Note than in your typical gaussian elimination, you end up with a matrix in the row echelon form. However, after doing the simplified algorithm above, while we get something similar to a row echelon form, the rows of the matrix are *not* sorted by their leading element, and it might prevent us from using the algorithm above for finding determinant, inverse matrix, etc.

To mitigate this, we add another function that does one final sweep over the matrix and sorts its rows, while also classifying the columns of the matrix into ones that have a corresponding pivotal row, and those that do not. This classification is crucial for e.g. solving systems of linear equations, as pivotal columns/variables allow us to determine a particular solution to the system, while the free variables allow us to find the basis in the kernel of the matrix, and thus describe all general solutions to the linear system.

So, we end up with a function `echelonize`

that does both gaussian elimination and the consequent sorting:

```
template<gauss_mode mode = normal>
auto echelonize(size_t lim) {
return gauss<mode>().sort_classify(lim);
}
template<gauss_mode mode = normal>
auto echelonize() {
return echelonize<mode>(m());
}
```

Here `lim`

is the number of columns/variables of interest, importance of which we will see later.

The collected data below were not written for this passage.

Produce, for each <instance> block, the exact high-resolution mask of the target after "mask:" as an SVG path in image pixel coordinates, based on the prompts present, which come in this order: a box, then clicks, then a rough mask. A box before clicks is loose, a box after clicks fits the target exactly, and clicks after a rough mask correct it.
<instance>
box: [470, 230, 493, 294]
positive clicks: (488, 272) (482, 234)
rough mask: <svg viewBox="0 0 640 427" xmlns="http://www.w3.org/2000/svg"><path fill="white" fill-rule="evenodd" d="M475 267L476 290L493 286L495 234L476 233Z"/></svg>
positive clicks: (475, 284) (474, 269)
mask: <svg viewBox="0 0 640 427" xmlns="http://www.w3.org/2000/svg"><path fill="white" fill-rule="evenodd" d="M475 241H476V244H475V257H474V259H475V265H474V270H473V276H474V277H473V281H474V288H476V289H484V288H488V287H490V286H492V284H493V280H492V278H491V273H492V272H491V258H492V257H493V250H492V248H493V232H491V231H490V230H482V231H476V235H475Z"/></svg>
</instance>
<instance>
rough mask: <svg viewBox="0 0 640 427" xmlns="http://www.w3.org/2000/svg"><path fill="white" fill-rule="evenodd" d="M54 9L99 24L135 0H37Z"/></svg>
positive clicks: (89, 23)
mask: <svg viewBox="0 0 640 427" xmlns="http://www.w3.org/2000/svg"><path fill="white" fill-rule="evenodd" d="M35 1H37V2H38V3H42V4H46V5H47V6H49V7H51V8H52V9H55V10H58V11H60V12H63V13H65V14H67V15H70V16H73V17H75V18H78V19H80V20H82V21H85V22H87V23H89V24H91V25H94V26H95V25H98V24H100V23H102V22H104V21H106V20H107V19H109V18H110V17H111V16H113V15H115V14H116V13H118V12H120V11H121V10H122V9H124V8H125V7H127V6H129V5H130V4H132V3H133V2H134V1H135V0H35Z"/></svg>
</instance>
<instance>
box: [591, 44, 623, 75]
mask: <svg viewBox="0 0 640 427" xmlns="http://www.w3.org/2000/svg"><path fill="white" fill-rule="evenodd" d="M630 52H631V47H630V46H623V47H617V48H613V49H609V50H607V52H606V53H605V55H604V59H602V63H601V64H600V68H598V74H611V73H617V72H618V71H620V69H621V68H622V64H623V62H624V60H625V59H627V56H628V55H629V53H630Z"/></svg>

**sort_classify implementation**

#### Implementing some standard operations

Now that we have the code above, we can find matrix rank, determinant or the inverse matrix in a uniform short manner:

```
size_t rank() const {
if(n() > m()) {
return T().rank();
}
return size(matrix(*this).echelonize()[0]);
}
base det() const {
assert(n() == m());
matrix b = *this;
b.echelonize();
base res = 1;
for(size_t i = 0; i < n(); i++) {
res *= b[i][i];
}
return res;
}
std::optional<matrix> inv() const {
assert(n() == m());
matrix b = *this | eye(n());
if(size(b.echelonize<reverse>(n())[0]) < n()) {
return std::nullopt;
}
for(size_t i = 0; i < n(); i++) {
b[i] *= base(1) / b[i][i];
}
return b.submatrix(std::slice(0, n(), 1), std::slice(n(), n(), 1));
}
```

Note that for inverse matrix calculation, we used two new sub-routines:

- Operator
`|`

for matrix concatenation:`A | B`

appends all rows of`B`

to rows of`A`

. `submatrix(x, y)`

takes two std::slice, and returns a submatrix of rows and columns indexed by`x`

and`y`

correspondingly.

Together, these two functions allow us to implement inverse matrix computation in a very natural way that mirrors the standard algorithm:

To compute an inverse matrix $$$A^{-1}$$$, take a block matrix $$$A | I_n$$$ and transform it into $$$I_n | B$$$ using only row operations, then $$$B = A^{-1}$$$.

Thinking this way also largely helped me when implementing Frobenius form via the algorithm described by Elegia's alt account, as I simply appended an extra vector to each of "random" vectors to keep track of linear combinations they form during basis reduction.

### Conclusion

As you see, we got a top performing matrix library, while not really caring about performance in the implementation of actual linear algebraic operations, which allowed us to keep these implementations reasonably simple and elegant. Moreso, even where the performance actually mattered (vector FMA), we managed to only utilize the high level auto-vectorization idea to get a top-performing solution, which marks how useful even very superficial understanding of modern high performance computing can make a difference, *even* when you are not ready to go the extra mile to dive deeper into it.